Acutus Medical has announced that the AcQMap High-Resolution Imaging and Mapping System has been utilised for the first time in US patients. The company also revealed initiation of a new clinical study to evaluate the technology during atrial fibrillation retreatment ablation procedures in Europe and Canada.
“Enabling physicians to see complex, irregular arrhythmias in real-time should provide important new insights and enable truly personalised and individualised ablation therapy planning. We hope that this unique capability, combined with the ability to quickly re-map after each ablation, will lead the way to further improvements in clinical outcomes for patients suffering from complex arrhythmias,” said Vince Burgess, Chairman, president and CEO, at Acutus Medical. “Together with institutions across the country, we hope to transform the lives of people suffering from complex arrhythmias through our innovative technology and are pleased that US patients now have access to AcQMap.”
The AcQMap System has been used in Europe in 15 centres and in more than 500 procedures.
Clinical Trials
Acutus also announced the first enrollment in the RECOVER AF clinical study. The study is a prospective, single-arm, multi-center trial designed to provide clinical data regarding the use of the AcQMap System during first or second atrial fibrillation retreatment ablation procedures. The RECOVER AF study will enroll up to 100 patients in Europe and Canada.

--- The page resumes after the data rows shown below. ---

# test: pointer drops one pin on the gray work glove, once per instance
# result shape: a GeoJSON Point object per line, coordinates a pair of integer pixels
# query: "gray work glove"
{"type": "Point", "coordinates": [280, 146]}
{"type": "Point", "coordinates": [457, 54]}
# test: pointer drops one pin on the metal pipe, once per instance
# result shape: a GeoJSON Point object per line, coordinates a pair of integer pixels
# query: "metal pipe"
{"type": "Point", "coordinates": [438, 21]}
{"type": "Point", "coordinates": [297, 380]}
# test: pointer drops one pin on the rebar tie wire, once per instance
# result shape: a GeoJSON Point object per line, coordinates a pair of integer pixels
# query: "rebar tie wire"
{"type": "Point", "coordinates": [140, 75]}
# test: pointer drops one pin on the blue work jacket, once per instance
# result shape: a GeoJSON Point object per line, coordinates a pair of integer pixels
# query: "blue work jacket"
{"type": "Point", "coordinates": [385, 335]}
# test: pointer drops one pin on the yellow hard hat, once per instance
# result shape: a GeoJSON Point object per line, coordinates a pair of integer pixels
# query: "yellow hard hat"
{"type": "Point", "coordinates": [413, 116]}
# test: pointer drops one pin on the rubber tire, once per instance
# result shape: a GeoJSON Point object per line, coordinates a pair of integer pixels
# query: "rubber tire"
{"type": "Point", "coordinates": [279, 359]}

The first procedure was successfully completed by Tim Betts at John Radcliffe Hospital, Oxford University Hospitals in Oxford, United Kingdom.
“In patients undergoing re-do ablation for persistent AF we often need to look beyond simple pulmonary vein isolation and identify additional electrophysiological mechanisms driving the arrhythmia,” said Betts. “In this particular patient, I was able to map both the left and right atriums, direct my ablation strategy at rotational activity and focal firing and acutely terminate the longstanding persistent AF back to sinus rhythm. Seeing the System’s immediate impact has made me optimistic that this patient will now be free of AF.”
FDA Clearance
The FDA has also cleared the AcQRef Introducer Sheath for use in percutaneous procedures to facilitate venous access from the lower extremities for introduction of catheters and other devices, and to sense intravenous signals. Strategically placed electrodes along the introducer shaft can be used as a cardiac electrical reference when used in conjunction with the AcQMap System.